あとは、必要に応じて「make」、「g++(C++コンパイラ)」、「Java」、「Python」などをインストールできます。

npm のパッケージ
よく利用する npm のパッケージも「グローバル」でインストールしておくと便利です。

* typescript
* create-react-app
* create-next-app
* create-nuxt-app
* vue cli (@vue/cli)
* firebase-tools
* electron
* electron-builder
などを入れておくと一々プロジェクト事にパッケージを入れる必要がないので便利です。

$ sudo npm install -g typescript
$ sudo npm install -g create-react-app
$ sudo npm install -g create-next-app
$ sudo npm install -g create-nuxt-app
$ sudo npm install -g @vue/cli
$ sudo npm install -g firebase-tools
$ sudo npm install -g electron
$ sudo npm install -g electron-builder
まとめて実行できますが、上の例では分けて書いてあります。必要なパッケージを選んでインストールしてください。 Linux(Ubuntu)から利用する場合は、Ubuntu のシエル上で実行します。Windows の PowerShell やコマンドプロンプトから利用する場合には、Windows の PowerShell(コマンドプロンプト)上で実行します。

LAMP
開発用の Web サーバーと SQL データベース、PHP が必要な場合もあるかと思います。その場合は、LAMP(Linux Apache MySQL PHP)をインストールしておくと、バックエンドに MySQL・PHP を使った Web アプリ/サービスの開発も可能です。

$ sudo apt-get update
$ sudo apt-get install lamp-server^
を Ubuntu のターミナル上で行えば、「localhost」で Web サーバーが利用できるようになります。

MySQL のデータベースを Web ブラウザから管理したい場合は、「phpmyadmin」をインストールすると Web ブラウザからデータベースを管理できるようになります。

$ sudo apt install phpmyadmin php-mbstring php-zip php-gd php-json php-curl

フォルダの共有

Windows10 と Linux はそれぞれ独立にフォルダを持っています。 Linux 側から、Windows のファイルは

/mnt/c
で全て参照できます。

Windows10 側からは

\\wsl$
で参照できます。 開発用のファイルは、全て Linux 側に置いて利用できます。(Windows 側におく必要はありません)
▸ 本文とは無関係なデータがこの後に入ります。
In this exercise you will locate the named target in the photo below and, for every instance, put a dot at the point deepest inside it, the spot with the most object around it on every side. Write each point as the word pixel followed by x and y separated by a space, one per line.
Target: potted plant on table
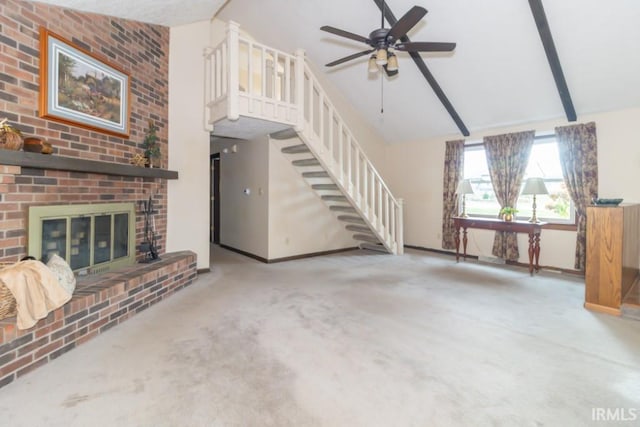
pixel 508 213
pixel 151 145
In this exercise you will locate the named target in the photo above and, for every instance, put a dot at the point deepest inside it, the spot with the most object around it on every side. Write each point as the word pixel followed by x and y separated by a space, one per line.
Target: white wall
pixel 244 221
pixel 415 173
pixel 188 209
pixel 299 221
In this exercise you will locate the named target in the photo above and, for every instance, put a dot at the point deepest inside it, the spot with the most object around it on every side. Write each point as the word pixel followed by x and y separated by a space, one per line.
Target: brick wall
pixel 139 49
pixel 98 304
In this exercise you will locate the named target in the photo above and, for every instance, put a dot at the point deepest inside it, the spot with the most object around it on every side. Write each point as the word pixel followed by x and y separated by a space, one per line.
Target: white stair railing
pixel 331 141
pixel 247 78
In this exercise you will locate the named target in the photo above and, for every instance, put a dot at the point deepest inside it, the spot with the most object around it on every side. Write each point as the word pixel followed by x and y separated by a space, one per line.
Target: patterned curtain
pixel 453 170
pixel 507 159
pixel 577 145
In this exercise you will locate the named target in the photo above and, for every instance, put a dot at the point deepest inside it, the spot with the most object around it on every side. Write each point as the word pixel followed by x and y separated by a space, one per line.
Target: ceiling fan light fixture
pixel 392 62
pixel 381 57
pixel 373 67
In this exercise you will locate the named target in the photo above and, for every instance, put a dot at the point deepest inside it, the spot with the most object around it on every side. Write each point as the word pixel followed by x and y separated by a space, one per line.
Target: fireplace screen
pixel 91 238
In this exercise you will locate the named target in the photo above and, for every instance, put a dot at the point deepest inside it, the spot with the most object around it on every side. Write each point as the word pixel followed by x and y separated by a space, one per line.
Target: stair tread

ダウンロードなどは、Windows10 の Web ブラウザを使ってダウンロードしたファイルを Linux 側にコピーすれば問題ありません。

まとめ

WSL(Windows Subsystem for Linux)を利用すると、少ないリソースで Windows10 上で Linux の仮想マシーンを動かす事ができます。

これで、ほとんどのコマンドラインの開発ツールを Linux のシェルから利用できる様になります。(Windows10 だけでも同じことはできます)

普段、Linux や Unix 系の OS を利用していない方の場合余り大きな違いは感じないかもしれませんが、Linux のシェルを使った方が、ファイルの処理や利用できるコマンドも多くなれると Windows より便利です。

Linux のシェルを Windows に導入することで、Windows の PC でも Mac に近い感覚で Web 開発をすることが可能になります。Web 開発に関しては、この設定で行うと結構便利になります。

Windows10 の PC を主力で開発に利用していた時は知りませんでしたが、最近使い始めて重宝しています。好みの問題もありますが、試してみる価値はあると思いますので是非やってみてください。